4.3 Aporte teórico para a construção do diálogo

i) A matemática e a tradição Kaingang: em busca de significados A compreensão de que as práticas e a produção de conhecimentos matemáticos ocorrem em todas as culturas humanas é um dos esteios deste trabalho. Concordo com Vergani (2007), quando aponta que o conhecimento matemático adquire validade à medida que se integra, localmente, em um grupo de indivíduos. A “universalidade” desse conhecimento é relativizada pelo crédito – pragmático e científico – que a comunidade lhe atribui. A matemática faz parte do diálogo vital que o homem teve (e tem) com o meio.

Considerando que as relações dos povos indígenas com a sociedade majoritária são marcadas historicamente pela dominação, pela tentativa de apagamento da história e da tradição, bem como a necessidade emergente da reestruturação e do fortalecimento dessas raízes, a pesquisa tem aporte na linha investigativa da Etnomatemática63.
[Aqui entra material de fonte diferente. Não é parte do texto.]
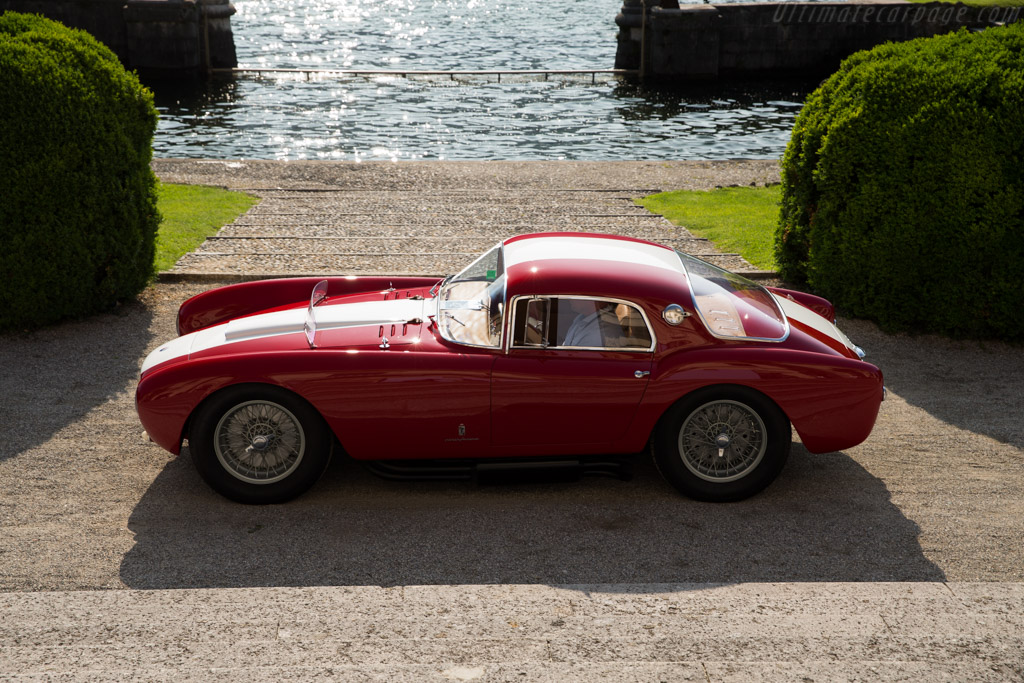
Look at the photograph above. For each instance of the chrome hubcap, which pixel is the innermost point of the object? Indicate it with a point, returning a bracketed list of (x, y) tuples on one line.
[(722, 440), (259, 441)]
No que se refere à Etnomatemática, D’Ambrósio (1994) coloca que a matemática é geralmente concebida como a ciência dos números e das formas, das relações e das medidas, das inferências, e essas categorias do pensamento aparecem em todas as culturas, como manifestações de modos, de maneiras e estilos de explicar, de conhecer, de lidar com a realidade. E ainda, cada contexto natural e sociocultural (cada etno - raiz grega etno com seu sentido mais amplo que é cultura) dá origem, estimula diferentes modos, maneiras, técnicas (diferentes ticas - raiz grega techné) de explicar, de entender, de compreender, de manejar e de lidar com esse entorno natural e sociocultural (de matema, a raiz grega matemata, cujo significado é explicar, entender, conhecer). São diferentes formas de conhecimento às quais chamamos de etnomatemáticas.

Vários estudos são dedicados para o reconhecimento e a aceitação das diferentes formas de explicar e conhecer a realidade por parte dos grupos indígenas, bem como a importância da formação do professor que faz parte desse processo educativo. No Brasil, quero destacar os estudos de D’Ambrósio64 (1994), Gazzetta65 (1997),

63 Nesse trabalho, etnomatemática será grafada com inicial minúscula quando se tratar de uma

matemática contextualizada histórico-culturalmente e, com letra maiúscula, quando se tratar de linha ou programa de pesquisa, resguardando a utilização dada pelos autores em citações e paráfrases.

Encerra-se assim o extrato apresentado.